Tiga Tahun Dilanda Perang, Anak-anak Irak Kembali Sekolah

Anak-anak Irak kembali ke sekolah.
Sumber :
  • Reuters

VIVA.co.id – Serangan besar kelompok militan ISIS di Irak pada tahun 2014 berhasil menguasai kota Mosul. Namun, di kota ini ISIS tak menghancurkan sekolah, meski mereka menghancurkan gedung-gedung lainnya. Kelompok garis keras itu bahkan meminta agar para siswa tetap sekolah. Tapi sejumlah besar orang tua menolak mengirimkan anak mereka. Para orang tua khawatir anak-anak akan dicekoki oleh ajaran-ajaran radikal seperti yang ditampakkan oleh ISIS.

"Mereka buruk. Mereka pernah mengajari kami tentang jihad, dan bagaimana berperang," ujar Manar Mahmoud, seorang anak berusia 13 tahun.

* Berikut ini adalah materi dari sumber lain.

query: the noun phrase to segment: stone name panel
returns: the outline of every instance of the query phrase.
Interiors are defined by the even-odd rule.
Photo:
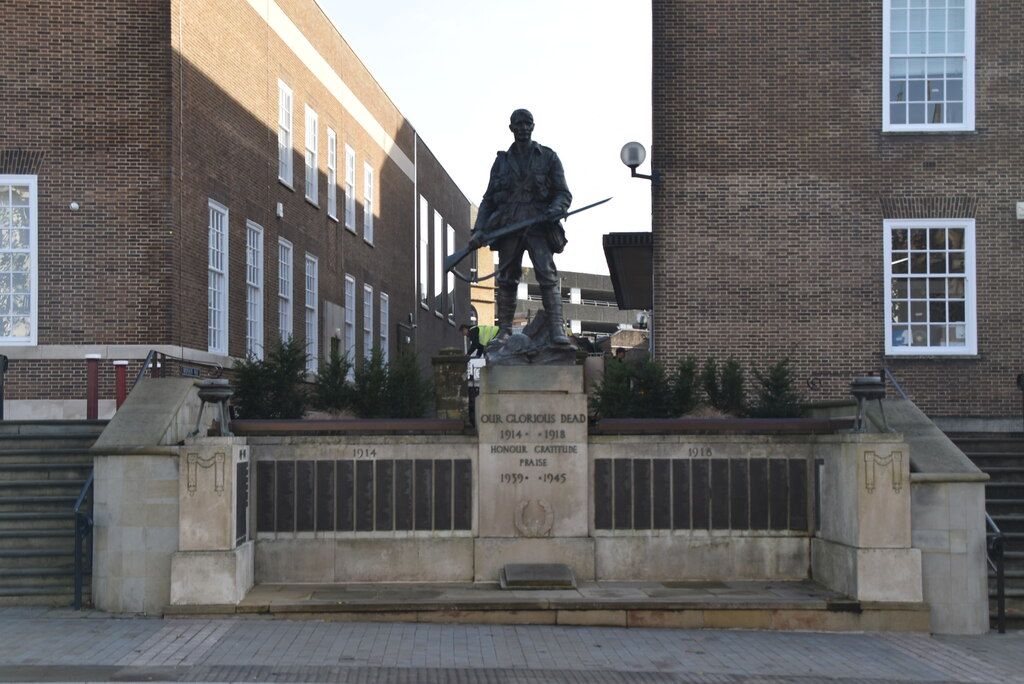
[[[594,528],[808,532],[807,459],[690,451],[697,453],[595,458]]]
[[[469,459],[260,460],[256,531],[392,532],[472,529]]]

Minimnya jumlah siswa membuat kelompok ISIS menyerang. Mereka akhirnya menutup sekolah. Mereka membongkar perpustakaan dan ruang guru, dan menyensor banyak buku yang isinya tak sesuai dengan misi mereka. Tapi satu ruangan yang penuh dengan buku-buku berbahasa Arab berhasil selamat. Kelompok tersebut gagal membuka kunci ruangan itu, meski pernah mencoba menembak kuncinya.

Meski suara pertempuran masih terdengar, tapi niat gadis-gadis kecil ini tak surut untuk tetap mendatangi sekolah khusus perempuan di sebuah kota tua, sebelah barat Mosul. "Saya ingin sekolah, saya tak ingin jadi orang yang tak memiliki pengetahuan," ujar Manar, seperti diberitakan oleh Arab News, 22 April 2017.

"Saya sangat senang. Lebih baik bisa pergi ke sekolah dari pada hanya diam saja di rumah," celoteh Sara Umar, yang baru berusia delapan tahun.

Direktur Sekolah mengaku kini agak kesulitan karena mereka untuk sementara seluruh siswa digabungkan dalam satu ruangan. "Tantangan berat karena kami harus menempatkan 150 anak dalam satu ruangan, padahal usia mereka berbeda-beda," ujarnya. "Kami menunggu petunjuk dari Kementerian Pendidikan, namun hingga sekarang tak ada satu pun yang datang mengunjungi," ujarnya menambahkan.

Direktur dan para guru yang mengajar mengaku masih tak tahu bagaimana menghadapi masa depan, juga menghadapi anak-anak itu. Situasi perang yang belum selesai, dan sarana yang buruk masih membayangi mereka. "Seluruh guru bekerja tanpa dibayar, karena pemerintah belum membayar gaji mereka," ujar seorang guru. "Sekolah terus berjalan tanpa air dan listrik. Atas kehendakNya, kami akan terus menolong anak-anak ini dan siswa kami agar bia melupakan penderitaan yang telah mereka alami," ujarnya.